A noted community leader and activist died Saturday after a short illness.

Beth Leder-Pack worked as an information analyst for the Rent Control Board for 25 years and was active in a multitude of community organizations, fighting for affordable housing and workers’ rights. A native of Connecticut and Pennsylvania and an alumna of Cornell University and the University of Pennsylvania, she received the Communitas Award from the State of California in 2001 for her commitment to civic leadership in Santa Monica.

Leder-Pack was a member of Santa Monicans for Renters’ Rights, Women’s International League for Peace and Freedom and the Santa Monica Democratic Club. She served as vice chair of the board of directors of Community Corporation of Santa Monica, vice chair of the Ocean Park Community Organization and on the board of directors for the Church in Ocean Park. She was also a founding member of Santa Monicans Allied for Responsible Tourism and a union leader.

Friends and colleagues of Leder-Pack said she always went out of her way to help people in her role at the Rent Control Board.

“She kindly and enthusiastically talked people through some of the most complicated and impactful events in their lives,” said board member Anastasia Foster. “She was always willing to stay on the phone a little longer and go a little deeper to help a citizen in need.”

Dan Costello, the board’s public information manager, said many tenants and landlords would only go to Leder-Pack for advice. If she thought someone needed special attention, Costello said, she would put together a list of contacts and referrals to help them.
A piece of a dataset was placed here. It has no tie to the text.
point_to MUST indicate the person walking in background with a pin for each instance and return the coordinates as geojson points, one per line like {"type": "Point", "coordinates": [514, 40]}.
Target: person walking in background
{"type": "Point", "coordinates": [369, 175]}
“She gained a following that thought no one else here would be as caring as she was. We ended up calling them ‘Beth’s people’,” he said. “She was always empowering people to get it together, to know their rights and take action. She did that with tenants and landlords alike.”

Maryanne Laguardia, a landlord and longtime friend of Leder-Pack, first met her during a visit to the Rent Control office. After speaking with her, Laguardia wrote a letter to the City Manager about Leder-Pack’s talent for explaining complicated issues.

“I’m a lawyer, a landlord and a Noma resident, so when I went to the Rent Control Board, I thought I was in enemy territory,” Laguardia said. “She could not have been nicer or more helpful.”

Laguardia said she had great respect for Leder-Pack’s work as a community activist, though they sometimes disagreed.

“She was an unusually fair person in a town of very opinionated people,” she said. “When we weren’t on the same side, she explained her position clearly and with respect for mine. She sometimes got more information about a topic and changed her position, and I thought that was a noble thing.”

Former mayor Judy Abdo, who had been a close friend of Leder-Pack since she moved to Santa Monica, said she was a devoted mother to her only child, Anna.

“I believe Anna was always first in her thoughts about what she was going to do with her life and Beth followed her heart to work on issues that were very important to her and set an example for Anna to do the same,” Abdo said.

Leder-Pack is survived by her daughter, her brother, Michael Jay Leder, father Bob Leder, stepmother Rowena Harner-Leder, and cousins Debra and John Kalish. In lieu of gifts, her family has asked donations be made to A Purposeful Rescue, a non-profit that saves overlooked, medically challenged and senior dogs from high-kill Los Angeles shelters and The Lange Foundation, a non-profit that gives a future to abandoned cats and dogs.